I know a few who love foreign travel. They assume that people are fundamentally the same, and delight in finding the superficial differences, the spices that make the human stew an infinitely varied source of nourishment.

I admire the hell out of them. Because unlike them, my first reptilian-brain instinct is to go to fear-based judgment. An all-too American response, I think. All right, OK—maybe it’s just me.

Here’s what I’m re-discovering on this trip:

• Judgment feeds on fear.
• Fear feasts on ignorance.
• Ignorance fades when one can hear others—in their terms.
• Our ability to influence depends on our willingness to be influenced.
• Our similarities far outweigh our differences.
• Our behavior in groups mirrors our behavior as individuals.

My personal road to growth has been exposure to others. For me as an American, the benefit of international travel is enormous. Yet only something like 20% of us have a passport. Absurdly few of us speak another language—usually poorly at that.

But what’s the link between individuals and groups? Does the road to corporate trustworthiness go through the individual?

Some see trust issues mainly as group issues. I’m more inclined to see groups as aggregations of individuals. Let’s assume and explore—at the risk of touching on politics—the latter.

Marriage-researcher John Gottman says marriages work best when we are vulnerable to and influenceable by our mates. They’re worst when we judge, shut down, and insist on changing the other.

Might nations be the same? Mark Twain says, "Travel is fatal to prejudice, bigotry and narrow-mindedness."

If Gottman’s observation extends to group behavior, then exposure to the world influences us. And, thereby, gives us influence.

Consider foreign student exchange programs, and how deeply they promote understanding. We could afford to spend $10,000 per head to send 500,000 Americans abroad to be influenced, and the same amount to bring 500,000 influenceable foreigners here—all for the cost of about two months’ spending on the Iraq war. With, arguably, better results. In any case, we could use a bit more of that perspective.

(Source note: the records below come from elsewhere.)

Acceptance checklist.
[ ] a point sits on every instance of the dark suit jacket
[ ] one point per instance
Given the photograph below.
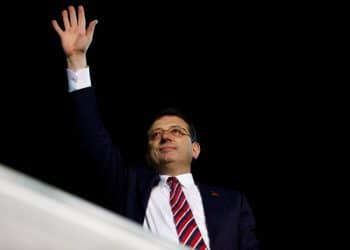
(229, 218)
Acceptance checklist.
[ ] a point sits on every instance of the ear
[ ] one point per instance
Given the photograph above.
(196, 149)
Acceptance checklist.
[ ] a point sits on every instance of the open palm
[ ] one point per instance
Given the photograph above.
(75, 38)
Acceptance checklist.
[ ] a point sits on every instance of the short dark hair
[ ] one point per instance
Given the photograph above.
(171, 111)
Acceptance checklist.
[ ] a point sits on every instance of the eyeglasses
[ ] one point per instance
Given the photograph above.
(175, 131)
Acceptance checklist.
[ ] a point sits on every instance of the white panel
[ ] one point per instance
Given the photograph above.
(35, 215)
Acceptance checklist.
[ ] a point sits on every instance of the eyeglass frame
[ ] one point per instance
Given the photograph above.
(175, 128)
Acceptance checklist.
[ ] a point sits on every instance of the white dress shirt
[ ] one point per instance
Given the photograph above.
(159, 217)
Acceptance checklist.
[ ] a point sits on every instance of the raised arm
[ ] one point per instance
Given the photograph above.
(75, 37)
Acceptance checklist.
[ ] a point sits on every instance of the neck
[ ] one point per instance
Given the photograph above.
(174, 170)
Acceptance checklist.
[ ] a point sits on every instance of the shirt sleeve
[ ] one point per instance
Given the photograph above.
(78, 79)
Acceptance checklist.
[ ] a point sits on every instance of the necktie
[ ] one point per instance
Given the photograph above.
(186, 226)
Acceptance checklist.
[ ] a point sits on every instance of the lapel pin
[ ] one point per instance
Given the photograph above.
(215, 194)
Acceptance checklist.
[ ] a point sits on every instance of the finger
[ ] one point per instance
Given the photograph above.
(72, 16)
(81, 17)
(90, 30)
(65, 19)
(56, 27)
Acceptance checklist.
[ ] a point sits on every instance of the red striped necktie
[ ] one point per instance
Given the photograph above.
(185, 223)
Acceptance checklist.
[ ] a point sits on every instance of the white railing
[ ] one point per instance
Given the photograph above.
(36, 215)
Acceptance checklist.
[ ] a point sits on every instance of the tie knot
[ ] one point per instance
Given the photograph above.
(172, 181)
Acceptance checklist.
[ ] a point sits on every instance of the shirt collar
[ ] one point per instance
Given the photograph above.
(186, 180)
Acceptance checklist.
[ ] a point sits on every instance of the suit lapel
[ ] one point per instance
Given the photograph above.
(211, 204)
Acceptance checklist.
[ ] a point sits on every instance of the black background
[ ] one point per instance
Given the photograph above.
(239, 70)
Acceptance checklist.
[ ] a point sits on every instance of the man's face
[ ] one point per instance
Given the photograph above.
(170, 147)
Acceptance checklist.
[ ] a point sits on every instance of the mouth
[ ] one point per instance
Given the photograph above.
(167, 149)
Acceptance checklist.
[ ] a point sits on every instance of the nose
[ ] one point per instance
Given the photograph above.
(166, 135)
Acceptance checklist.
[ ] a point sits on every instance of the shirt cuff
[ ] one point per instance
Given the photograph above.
(78, 79)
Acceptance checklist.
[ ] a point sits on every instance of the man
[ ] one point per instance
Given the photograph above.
(163, 198)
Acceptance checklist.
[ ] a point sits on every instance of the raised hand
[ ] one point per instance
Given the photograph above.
(75, 38)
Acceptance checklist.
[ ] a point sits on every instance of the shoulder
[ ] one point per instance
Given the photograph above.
(219, 191)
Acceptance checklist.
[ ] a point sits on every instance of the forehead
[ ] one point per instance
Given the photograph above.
(165, 122)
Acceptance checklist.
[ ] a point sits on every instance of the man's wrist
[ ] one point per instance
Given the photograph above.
(78, 79)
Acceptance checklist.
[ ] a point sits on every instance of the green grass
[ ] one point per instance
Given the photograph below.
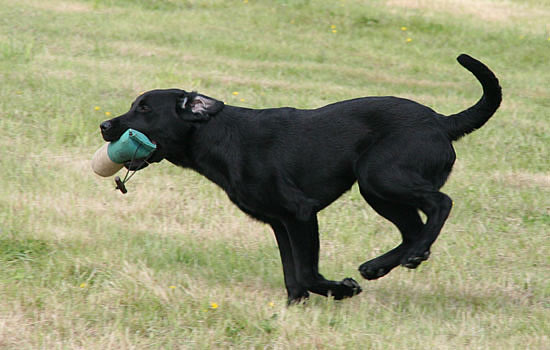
(82, 266)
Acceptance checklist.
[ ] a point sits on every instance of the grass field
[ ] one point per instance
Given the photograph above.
(173, 264)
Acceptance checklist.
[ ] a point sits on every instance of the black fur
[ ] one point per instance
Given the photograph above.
(283, 165)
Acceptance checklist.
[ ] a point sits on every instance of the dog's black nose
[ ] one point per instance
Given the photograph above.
(105, 125)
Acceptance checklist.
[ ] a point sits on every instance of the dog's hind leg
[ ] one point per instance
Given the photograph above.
(296, 292)
(397, 184)
(407, 220)
(304, 240)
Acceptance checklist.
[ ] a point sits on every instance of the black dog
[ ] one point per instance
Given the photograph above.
(283, 165)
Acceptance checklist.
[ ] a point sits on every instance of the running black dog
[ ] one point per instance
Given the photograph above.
(283, 165)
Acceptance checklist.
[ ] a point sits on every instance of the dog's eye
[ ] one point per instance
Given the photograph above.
(143, 109)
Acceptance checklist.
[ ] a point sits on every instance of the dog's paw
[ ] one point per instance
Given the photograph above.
(411, 261)
(370, 272)
(297, 299)
(348, 287)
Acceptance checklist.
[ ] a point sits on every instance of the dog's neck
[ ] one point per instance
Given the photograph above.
(209, 149)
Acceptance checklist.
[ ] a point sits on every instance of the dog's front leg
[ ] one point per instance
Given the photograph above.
(304, 242)
(296, 292)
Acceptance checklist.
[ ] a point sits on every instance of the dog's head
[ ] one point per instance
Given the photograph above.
(164, 116)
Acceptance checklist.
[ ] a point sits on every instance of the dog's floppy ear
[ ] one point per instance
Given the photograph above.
(196, 107)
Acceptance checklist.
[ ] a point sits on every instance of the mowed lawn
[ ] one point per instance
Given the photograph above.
(173, 264)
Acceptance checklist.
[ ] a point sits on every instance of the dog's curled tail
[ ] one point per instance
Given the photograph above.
(460, 124)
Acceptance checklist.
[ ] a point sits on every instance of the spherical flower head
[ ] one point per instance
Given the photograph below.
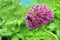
(38, 15)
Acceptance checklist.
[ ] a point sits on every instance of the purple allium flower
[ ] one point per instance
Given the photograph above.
(38, 16)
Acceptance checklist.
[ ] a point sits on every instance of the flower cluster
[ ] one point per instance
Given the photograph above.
(38, 16)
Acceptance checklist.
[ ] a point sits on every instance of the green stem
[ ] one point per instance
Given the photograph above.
(50, 33)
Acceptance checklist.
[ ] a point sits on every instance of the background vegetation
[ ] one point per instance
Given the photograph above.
(13, 25)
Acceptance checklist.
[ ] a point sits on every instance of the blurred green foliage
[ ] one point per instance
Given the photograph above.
(12, 21)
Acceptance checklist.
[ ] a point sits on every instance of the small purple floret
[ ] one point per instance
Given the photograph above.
(38, 16)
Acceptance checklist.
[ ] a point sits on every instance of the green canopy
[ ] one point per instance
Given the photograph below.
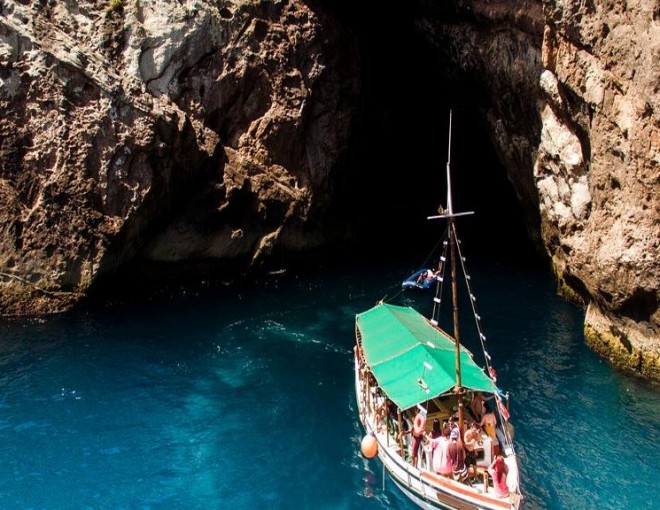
(400, 346)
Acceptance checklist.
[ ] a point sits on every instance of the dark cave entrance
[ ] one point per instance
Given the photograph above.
(395, 174)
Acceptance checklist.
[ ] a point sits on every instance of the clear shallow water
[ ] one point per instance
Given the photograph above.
(243, 398)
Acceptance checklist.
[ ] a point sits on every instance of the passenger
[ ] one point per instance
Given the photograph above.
(436, 431)
(457, 458)
(498, 470)
(471, 442)
(477, 404)
(417, 431)
(489, 421)
(440, 462)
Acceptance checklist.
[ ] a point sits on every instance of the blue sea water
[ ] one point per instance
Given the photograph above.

One of our presidential candidates said, “the security of the American people is inextricably linked to the security of all people.” It is no accident that this candidate “has a grandmother living in a hut on the shores of Lake Victoria and a sister who’s half-Indonesian, married to a Chinese-Canadian.” (Hint: it’s not Giuliani). We could use a bit of that kind of perspective too.

Peter Jennings—famously traveled—said, “Whenever I see a coin, I’ve learned to turn it over to see the other side.” We need a bit more of that view, I think.

My suggestions for travel in a new country or city:

  1. First, go walking. A lot. For hours. With no goal but to experience.
  2. Invest a few hours in the national historical museum.
  3. Find a local restaurant without using the concierge or guidebook.
  4. Be curious, not judgmental.

We need a bit of that too. Well, I do anyway.